İran, tarihsel ve kültürel olarak zengin bir ülke olmasının yanı sıra, araştırma, teknoloji ve yenilikçilik açısından da dikkat çekici bir potansiyele sahiptir. Ancak bu potansiyelin önündeki en büyük engellerden biri, uzun yıllardır süregelen siyasi kısıtlamalar ve ifade özgürlüğü üzerindeki baskılardır. Son günlerde, özellikle Twitter gibi sosyal medya platformlarında daha fazla özgürlük arayışı içinde olan İranlılar, kendi seslerini duyurma çabalarını artırdı. Bu yazımızda, İran halkının sosyal medyadaki varlığını ve özgürlük arayışını inceleyeceğiz.
Türkiye'de yaygın olarak kullanılan sosyal medya platformları, İran'da ise kısıtlı bir şekilde erişime sahiptir. 2009'daki İran İslam Devrimi'nden bu yana, Twitter, Facebook ve YouTube gibi platformlar hükümet tarafından yasaklanmıştı. Bununla birlikte, yeni nesil İranlılar, teknolojik becerileri sayesinde bu yasakları aşmanın yollarını bulmuş durumdalar. VPN ve diğer güvenli bağlantı yöntemleri kullanarak bu platformlara erişim sağlıyorlar. Bu durum, bir yandan hükümetin baskılarına karşı bir direnç simgesi haline gelirken, diğer yandan İran halkının modern iletişim yöntemlerine olan istekliliğini sergiliyor.

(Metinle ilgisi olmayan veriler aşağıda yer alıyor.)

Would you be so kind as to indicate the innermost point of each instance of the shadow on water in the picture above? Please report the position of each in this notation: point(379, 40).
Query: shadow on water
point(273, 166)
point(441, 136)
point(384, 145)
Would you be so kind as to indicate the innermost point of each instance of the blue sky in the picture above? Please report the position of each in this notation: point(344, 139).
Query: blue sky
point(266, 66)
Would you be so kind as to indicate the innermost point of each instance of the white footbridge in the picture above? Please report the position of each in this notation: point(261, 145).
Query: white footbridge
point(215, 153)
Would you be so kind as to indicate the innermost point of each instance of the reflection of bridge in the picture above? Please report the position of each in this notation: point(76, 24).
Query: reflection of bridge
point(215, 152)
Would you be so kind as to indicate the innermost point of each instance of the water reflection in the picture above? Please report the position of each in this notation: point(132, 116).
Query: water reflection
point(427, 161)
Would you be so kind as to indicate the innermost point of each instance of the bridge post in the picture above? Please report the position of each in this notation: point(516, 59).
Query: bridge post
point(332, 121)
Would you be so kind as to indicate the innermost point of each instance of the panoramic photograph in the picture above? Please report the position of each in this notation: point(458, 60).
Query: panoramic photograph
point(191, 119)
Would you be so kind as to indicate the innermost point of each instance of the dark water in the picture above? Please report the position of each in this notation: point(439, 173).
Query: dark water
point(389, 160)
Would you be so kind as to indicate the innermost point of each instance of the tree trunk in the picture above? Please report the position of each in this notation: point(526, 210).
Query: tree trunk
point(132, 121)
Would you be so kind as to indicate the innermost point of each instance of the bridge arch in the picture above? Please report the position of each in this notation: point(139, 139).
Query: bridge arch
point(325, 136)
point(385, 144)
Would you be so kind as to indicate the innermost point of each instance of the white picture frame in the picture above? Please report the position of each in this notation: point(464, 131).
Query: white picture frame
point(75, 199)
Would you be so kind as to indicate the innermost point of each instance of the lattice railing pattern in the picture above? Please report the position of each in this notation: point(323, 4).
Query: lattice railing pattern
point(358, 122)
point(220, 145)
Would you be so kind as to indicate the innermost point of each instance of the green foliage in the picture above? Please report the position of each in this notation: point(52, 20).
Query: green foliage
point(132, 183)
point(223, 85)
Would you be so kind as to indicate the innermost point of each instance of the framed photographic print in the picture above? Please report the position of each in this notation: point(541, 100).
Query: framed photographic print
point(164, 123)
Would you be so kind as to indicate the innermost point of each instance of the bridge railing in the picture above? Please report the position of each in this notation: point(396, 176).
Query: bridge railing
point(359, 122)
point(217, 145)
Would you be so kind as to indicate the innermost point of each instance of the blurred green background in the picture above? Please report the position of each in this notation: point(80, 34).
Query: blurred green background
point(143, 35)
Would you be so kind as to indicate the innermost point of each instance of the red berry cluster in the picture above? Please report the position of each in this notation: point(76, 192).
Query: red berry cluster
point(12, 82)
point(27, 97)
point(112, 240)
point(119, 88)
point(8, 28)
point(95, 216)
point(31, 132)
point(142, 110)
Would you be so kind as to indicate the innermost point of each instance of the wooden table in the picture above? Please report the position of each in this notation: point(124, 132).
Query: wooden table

Sosyal medyanın popülaritesi, genç nesil için sadece iletişim aracı olmaktan çok daha fazlası anlamına geliyor. İranlılar, sosyal medya üzerinden sadece düşüncelerini değil, aynı zamanda kültürel miraslarını ve toplumsal sorunlarına dikkat çekmeyi ve duyurmayı amaçlıyorlar. Bu platformlar aracılığıyla sanattan edebiyata, toplumsal adaletten kadın haklarına kadar birçok konuda görüşlerini paylaşıyorlar. Gençler, sosyal medyada kendilerini ifade etmekte özgür hissetmek istiyorlar. Bu durum, toplumun dinamiklerini değiştiren bir etkiye sahip. Hükümet, sosyal medyayı kontrol altında tutmak için çeşitli yollar denese de, İranlılar arasında bu platformları kullanma arzusu oldukça yüksek. Çeşitli hashtag kampanyaları ve viral paylaşımlar, toplumda farkındalık yaratmak ve yurtdışında dikkat çekmek için kullanılan yöntemlerden sadece birkaçıdır. Bu durum, İranlıların toplumsal değişim için aktif bir parça olma isteğini açıkça ortaya koyuyor.
Sonuç olarak, İranlıların sosyal medyadaki varlığı, sadece bir iletişim aracı olmanın ötesinde, toplumsal bir hareketin parçası haline gelmeye başlamıştır. İfade özgürlüğü ve insan hakları gibi temel konularda dünya çapında destek arayışları, sosyal medya platformları aracılığıyla daha belirgin hale geliyor. İran'daki kısıtlamalara rağmen, halkın sosyal medya yoluyla sesini yükseltme isteği, gelecekte toplumsal değişim hareketlerinin sürdürülmesinin ve güçlenmesinin bir başlangıcı olabilir. İranlıların tweet atma isteği, sadece bir arzu değil, aynı zamanda özgürlük taleplerinin güçlü bir ifadesi haline gelmektedir.